11 agosto 2015

Si se considera sagrada la vida humana, hay que renunciar a la revolución.


Es una frase de Trotsky que Celestino, el protagonista de El caos y la noche, había repetido  con frecuencia. Y sigue meditando el narrador siguiendo la mente de Celestino (¿y la de Montherlant?):

Ni la caída de Franco, ni la conquista del mundo por el comunismo, ni la guerra general, ni la explosión del planeta bajo la bomba atómica, nada tenía la importancia de esto: que iba a morir, que no había esperanza  y que su muerte era inminente.

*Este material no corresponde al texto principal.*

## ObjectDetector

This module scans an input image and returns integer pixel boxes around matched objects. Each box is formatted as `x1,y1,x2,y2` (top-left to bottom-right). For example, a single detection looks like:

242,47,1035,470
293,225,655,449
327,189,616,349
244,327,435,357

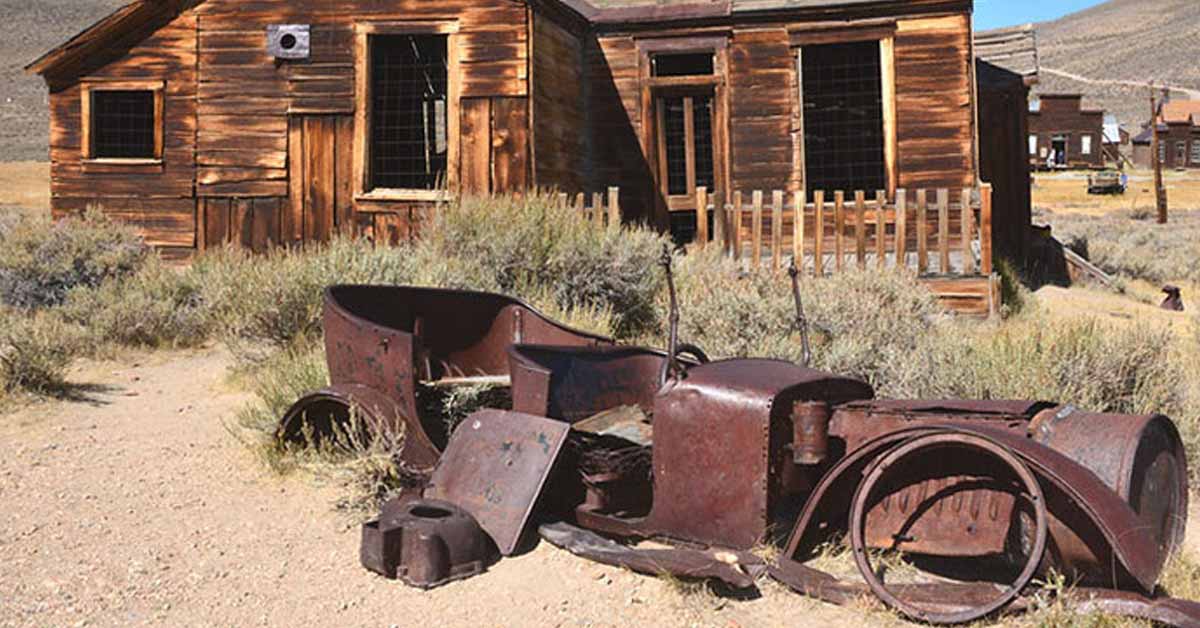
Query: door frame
637,32,732,228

Esa cosa de la que tanto se hablaba, de la que él había hablado tanto toda su vida, la que había sembrado hasta la saciedad sin un escrúpulo, a la que se había expuesto hasta la saciedad sin una vacilación, esa cosa estaba allí. Dejar de existir: la cosa más banal y la más increíble, la más inverosímil. Y superaba en importancia a todo cuanto existía en la realidad y en el pensamiento, no tenía proporción alguna con todo lo que existía y todo lo que se podía concebir: un desastre sin comparación con cosa alguna. Lo que parecía tan poco importante en su juventud y en su edad madura tenía ahora una importancia aterradora, era lo único que importaba.